The money circulates via a multitude of transfers of sums too small to attract attention. The equivalent of more than 315 million euros left South Africa for Kenya, Somalia, Nigeria and Bangladesh, via some 57,000 unregistered Sim cards, between 2020 and 2021, according to an investigation by the South African weekly Sunday Times.
A process that none of the world's most competent secret services would have been able to detect. Other funds pass through the hawala system, an informal payment method based on trust, which is even more complex to trace than bank transfers.
Reopening old cases
The scale of the sums destined for jihadists remains unknown, as does the logic behind their distribution within the groups' regional subsidiaries. But there is no shortage of money: the jihadist groups "earn more than they need to", says Hans-Jakob Schindler.
"We can't believe for a second that any company or economic activity in an area they control could continue to operate without paying them. That has never happened."
Internal documents from the EI, consulted by Tore Hamming, show that half of the funds collected by them in Somalia are kept. A quarter was paid to the organization's head office, with the remaining quarter divided between Mozambique and the DRC.
One of the South African suspects singled out by Washington is Farhad Hoomer, 47, based in Durban. In 2022, he was sanctioned by the US Treasury for "an increasingly central role in facilitating the transfer of funds from the top to subsidiaries across Africa".
He denies working for the EI. He spoke of his "surprise", saying he had "no idea" where the sanctions came from. "I've been waiting for proof for a year".
Arrested in 2018, he was accused of preparing to plant incendiary devices near mosques and shops before all charges were dropped.

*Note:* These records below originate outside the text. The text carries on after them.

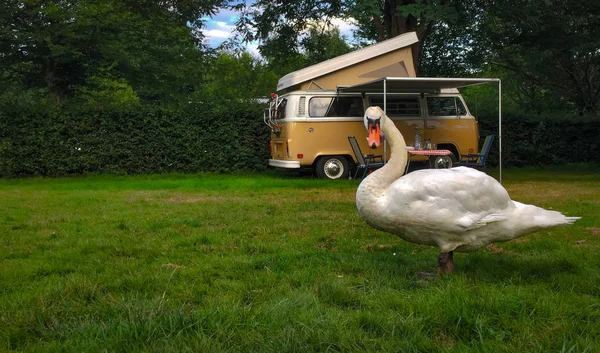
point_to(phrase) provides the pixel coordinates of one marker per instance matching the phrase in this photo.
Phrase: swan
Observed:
(458, 209)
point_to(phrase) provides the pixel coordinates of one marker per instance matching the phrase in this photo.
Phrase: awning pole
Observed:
(385, 111)
(500, 126)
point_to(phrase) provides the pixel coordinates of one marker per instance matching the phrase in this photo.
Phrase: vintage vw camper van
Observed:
(317, 108)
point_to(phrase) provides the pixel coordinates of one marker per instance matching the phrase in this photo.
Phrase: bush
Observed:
(200, 137)
(223, 137)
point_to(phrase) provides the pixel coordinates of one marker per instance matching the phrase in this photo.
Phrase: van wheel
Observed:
(332, 167)
(442, 162)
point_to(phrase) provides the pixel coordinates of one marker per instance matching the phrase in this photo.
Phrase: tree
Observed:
(236, 76)
(553, 45)
(377, 20)
(102, 51)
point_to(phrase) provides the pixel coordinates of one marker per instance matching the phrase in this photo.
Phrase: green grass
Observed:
(264, 263)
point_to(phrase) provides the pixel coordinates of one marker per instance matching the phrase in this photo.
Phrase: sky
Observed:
(220, 27)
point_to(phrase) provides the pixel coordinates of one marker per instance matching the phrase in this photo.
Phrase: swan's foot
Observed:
(446, 261)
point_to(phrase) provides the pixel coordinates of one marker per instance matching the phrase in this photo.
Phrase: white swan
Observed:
(457, 209)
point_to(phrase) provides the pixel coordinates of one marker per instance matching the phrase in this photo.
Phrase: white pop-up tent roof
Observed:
(387, 85)
(386, 58)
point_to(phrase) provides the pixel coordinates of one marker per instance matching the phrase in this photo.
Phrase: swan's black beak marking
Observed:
(374, 128)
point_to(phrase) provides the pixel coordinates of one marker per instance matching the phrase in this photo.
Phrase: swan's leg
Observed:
(446, 261)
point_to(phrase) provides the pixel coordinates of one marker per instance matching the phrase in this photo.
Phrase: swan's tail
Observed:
(571, 220)
(537, 217)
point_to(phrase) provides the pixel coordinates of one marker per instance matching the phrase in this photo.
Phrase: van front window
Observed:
(320, 107)
(445, 106)
(399, 106)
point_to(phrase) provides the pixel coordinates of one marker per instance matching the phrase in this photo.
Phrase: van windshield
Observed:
(399, 106)
(445, 106)
(320, 107)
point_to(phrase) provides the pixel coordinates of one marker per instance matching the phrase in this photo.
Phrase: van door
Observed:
(450, 126)
(406, 112)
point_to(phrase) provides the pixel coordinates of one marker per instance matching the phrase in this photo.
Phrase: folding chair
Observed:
(364, 162)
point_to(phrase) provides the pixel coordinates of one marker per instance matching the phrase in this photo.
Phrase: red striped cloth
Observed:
(431, 152)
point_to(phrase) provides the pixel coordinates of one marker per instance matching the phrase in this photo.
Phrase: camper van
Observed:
(317, 108)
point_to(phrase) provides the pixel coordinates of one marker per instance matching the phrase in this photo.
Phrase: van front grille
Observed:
(302, 106)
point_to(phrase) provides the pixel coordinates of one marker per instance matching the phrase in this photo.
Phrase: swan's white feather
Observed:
(458, 209)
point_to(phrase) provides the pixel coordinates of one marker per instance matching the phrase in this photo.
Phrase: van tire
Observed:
(332, 167)
(442, 162)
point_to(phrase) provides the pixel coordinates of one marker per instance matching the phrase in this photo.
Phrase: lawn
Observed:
(265, 263)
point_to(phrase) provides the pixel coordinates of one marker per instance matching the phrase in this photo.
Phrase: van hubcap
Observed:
(333, 168)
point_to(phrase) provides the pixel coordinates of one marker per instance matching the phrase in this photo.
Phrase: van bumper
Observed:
(284, 164)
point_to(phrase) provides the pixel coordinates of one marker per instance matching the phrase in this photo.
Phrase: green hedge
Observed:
(224, 137)
(151, 140)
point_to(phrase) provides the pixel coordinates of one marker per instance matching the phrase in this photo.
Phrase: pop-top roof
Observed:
(414, 84)
(342, 61)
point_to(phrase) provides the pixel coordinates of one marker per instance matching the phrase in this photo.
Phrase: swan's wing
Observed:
(452, 200)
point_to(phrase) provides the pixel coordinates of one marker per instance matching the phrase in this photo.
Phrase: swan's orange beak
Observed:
(374, 139)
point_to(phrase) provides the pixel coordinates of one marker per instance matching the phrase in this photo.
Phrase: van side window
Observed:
(281, 109)
(396, 106)
(445, 106)
(320, 107)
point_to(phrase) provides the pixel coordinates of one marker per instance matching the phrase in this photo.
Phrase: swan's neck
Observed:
(396, 166)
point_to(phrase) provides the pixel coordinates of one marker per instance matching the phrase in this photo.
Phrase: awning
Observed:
(413, 84)
(388, 85)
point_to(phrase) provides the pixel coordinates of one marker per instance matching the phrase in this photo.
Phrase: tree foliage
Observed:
(101, 52)
(377, 20)
(553, 45)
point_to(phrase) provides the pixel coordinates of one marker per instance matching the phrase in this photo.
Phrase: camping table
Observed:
(413, 152)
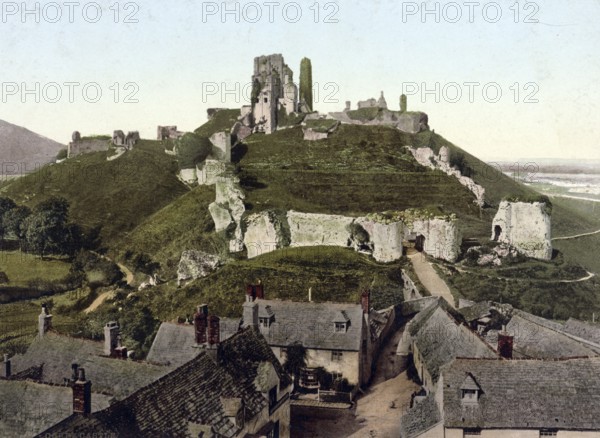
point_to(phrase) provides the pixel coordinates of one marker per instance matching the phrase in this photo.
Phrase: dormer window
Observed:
(470, 390)
(341, 322)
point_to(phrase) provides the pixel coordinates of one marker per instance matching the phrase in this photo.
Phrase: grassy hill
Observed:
(25, 149)
(117, 195)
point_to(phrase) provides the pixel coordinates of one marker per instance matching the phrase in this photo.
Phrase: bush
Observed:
(192, 149)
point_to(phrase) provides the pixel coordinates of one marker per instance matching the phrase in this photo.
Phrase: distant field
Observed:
(21, 268)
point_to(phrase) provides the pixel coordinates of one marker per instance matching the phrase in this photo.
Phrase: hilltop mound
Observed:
(24, 151)
(116, 195)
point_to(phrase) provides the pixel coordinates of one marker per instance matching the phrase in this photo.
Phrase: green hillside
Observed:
(117, 195)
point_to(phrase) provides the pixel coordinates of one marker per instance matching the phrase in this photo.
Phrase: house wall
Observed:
(422, 370)
(518, 433)
(349, 365)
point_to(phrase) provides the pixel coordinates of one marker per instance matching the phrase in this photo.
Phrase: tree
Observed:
(403, 103)
(192, 149)
(295, 361)
(13, 219)
(306, 82)
(46, 229)
(6, 205)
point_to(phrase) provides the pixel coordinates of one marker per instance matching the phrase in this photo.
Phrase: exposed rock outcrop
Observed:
(310, 229)
(196, 264)
(265, 232)
(426, 157)
(229, 199)
(526, 226)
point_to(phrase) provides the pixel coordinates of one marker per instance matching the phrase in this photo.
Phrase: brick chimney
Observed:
(82, 394)
(505, 343)
(214, 330)
(121, 351)
(111, 334)
(201, 324)
(44, 321)
(365, 301)
(255, 291)
(250, 315)
(7, 368)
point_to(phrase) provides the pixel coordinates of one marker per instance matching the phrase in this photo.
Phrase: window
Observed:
(336, 356)
(469, 395)
(273, 397)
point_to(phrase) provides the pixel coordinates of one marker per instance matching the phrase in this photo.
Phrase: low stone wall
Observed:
(86, 146)
(266, 232)
(525, 226)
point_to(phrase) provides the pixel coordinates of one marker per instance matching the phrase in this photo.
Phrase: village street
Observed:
(378, 410)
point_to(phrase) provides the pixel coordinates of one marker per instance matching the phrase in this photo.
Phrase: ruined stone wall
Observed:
(86, 146)
(442, 237)
(426, 157)
(266, 232)
(526, 226)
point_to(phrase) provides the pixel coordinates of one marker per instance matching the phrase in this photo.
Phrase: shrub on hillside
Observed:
(192, 149)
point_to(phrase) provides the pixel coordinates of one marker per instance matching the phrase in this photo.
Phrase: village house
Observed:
(533, 337)
(341, 338)
(436, 336)
(235, 388)
(510, 398)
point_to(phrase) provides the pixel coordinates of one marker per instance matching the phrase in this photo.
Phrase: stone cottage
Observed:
(236, 388)
(510, 398)
(338, 337)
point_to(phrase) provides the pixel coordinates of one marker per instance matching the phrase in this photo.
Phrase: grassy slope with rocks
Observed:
(117, 195)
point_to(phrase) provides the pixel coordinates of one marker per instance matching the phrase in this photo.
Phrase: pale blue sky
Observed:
(170, 53)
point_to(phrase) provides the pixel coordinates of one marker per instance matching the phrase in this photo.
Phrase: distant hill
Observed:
(26, 149)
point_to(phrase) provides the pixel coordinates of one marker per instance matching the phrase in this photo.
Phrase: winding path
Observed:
(430, 279)
(106, 295)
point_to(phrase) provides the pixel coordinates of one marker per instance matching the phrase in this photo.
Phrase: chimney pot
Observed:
(7, 367)
(505, 344)
(200, 324)
(365, 301)
(82, 394)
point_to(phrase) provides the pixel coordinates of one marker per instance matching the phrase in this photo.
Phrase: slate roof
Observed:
(174, 343)
(27, 408)
(525, 394)
(584, 330)
(313, 324)
(537, 339)
(420, 418)
(441, 335)
(55, 353)
(191, 394)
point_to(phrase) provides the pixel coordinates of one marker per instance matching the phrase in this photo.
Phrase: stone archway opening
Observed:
(420, 243)
(497, 232)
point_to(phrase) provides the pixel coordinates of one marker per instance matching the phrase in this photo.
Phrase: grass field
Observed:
(117, 195)
(22, 268)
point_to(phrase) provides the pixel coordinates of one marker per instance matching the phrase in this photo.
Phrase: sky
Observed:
(503, 80)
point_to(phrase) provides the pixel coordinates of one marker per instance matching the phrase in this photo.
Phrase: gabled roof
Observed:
(313, 324)
(111, 376)
(440, 338)
(584, 330)
(525, 394)
(28, 408)
(420, 418)
(188, 397)
(174, 344)
(470, 384)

But South Africa has since reopened certain cases and is demonstrating its desire to clean up its financial system. Martin Ewi, who works hand in hand with the government, points out that several individuals are being investigated for offenses that now date back to 2017-2018.
"The government has adopted a very proactive approach", he wants to believe today.
Several pieces of legislation were rushed through Parliament, including one on money laundering and combating the financing of terrorism, signed into law by President Cyril Ramaphosa just before Christmas.
And on 19 May, Security Minister Khumbudzo Ntshavheni promised to ensure that "South African territory will no longer be used to prepare, facilitate or carry out acts of terrorism, or to acquire, move, store and use funds in support of terrorism".